I really wanted to get the Forellenschluss, a rare Austrian heirloom that was just a GORGEOUS dappled maroon on green, but J said we had too many lettuce greens. Next year I won't give in. We skipped peppers this year since we had rotten luck last year and weren't able to harvest a single fruit. We also decided to skip any squash or pumpkins as our tray was once again full, they like to have a lot of space, and we only are building one bed this year. Other plants we wanted from the list but didn't find: Persian Cress (similar flavor to watercress but doesn't have to be grown in a bog), Red bor kale (dark purple), Isis Candy cherry tomato or the Oregon Cherry, and Tigerella tomato (oddly, now isn't on their website list but was last Wednesday when I printed it) which is an English heirloom of low acidity, high and early productivity and a pretty red/yellow stripe.

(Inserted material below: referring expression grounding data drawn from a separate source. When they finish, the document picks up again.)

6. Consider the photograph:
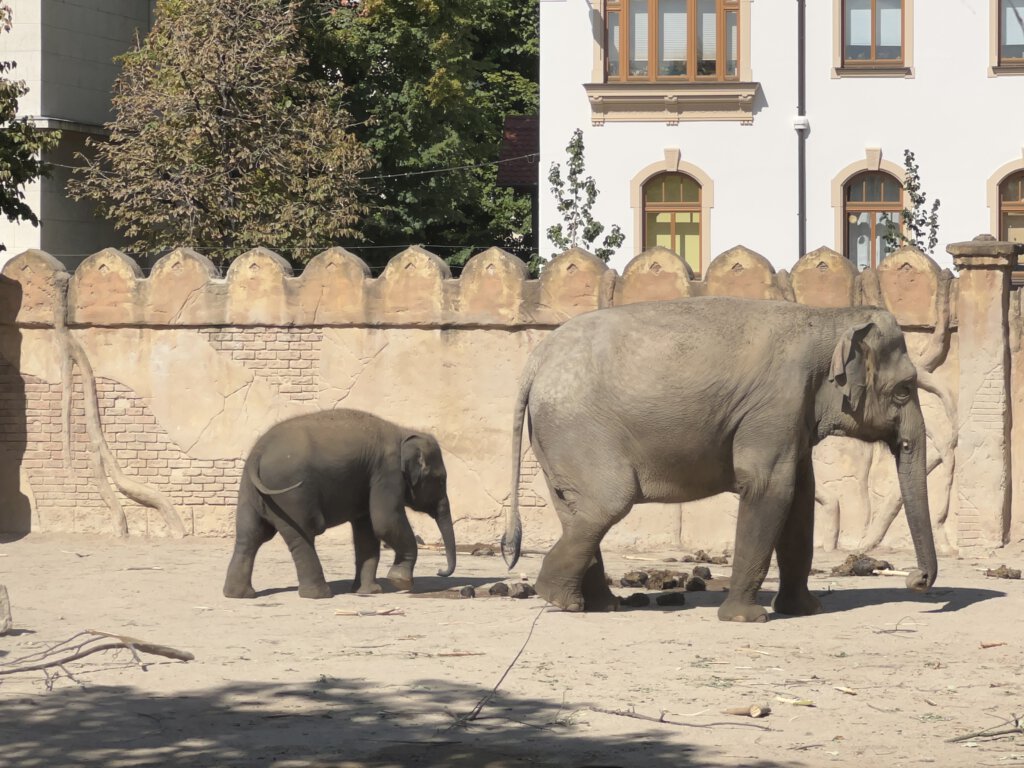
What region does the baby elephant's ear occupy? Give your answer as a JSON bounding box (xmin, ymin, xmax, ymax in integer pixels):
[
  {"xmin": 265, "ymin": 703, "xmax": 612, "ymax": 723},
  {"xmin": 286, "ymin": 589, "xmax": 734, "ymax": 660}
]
[
  {"xmin": 828, "ymin": 321, "xmax": 874, "ymax": 413},
  {"xmin": 400, "ymin": 434, "xmax": 430, "ymax": 485}
]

Whew, what a list, eh? We also bought a great book produced by Tilth, The Maritime Northwest Garden Guide, that looks to be a great resource specially attuned to our area. We both liked that it's organized by month to tell us what we should be doing when. I was particularly pleased to see that they even divided Western Washington & Oregon into further micro-climates and give advice on amending the general planting information based on your specific location.

Wow, if you made it to the end of this huge post, you must either REALLY find gardening interesting or REALLY like us. Chances are it's the former. (And I'm sorry that I didn't take photos at the even, especially of that lovely forellenschluss! I was too involved to think to pick up the camera phone and snap pics.)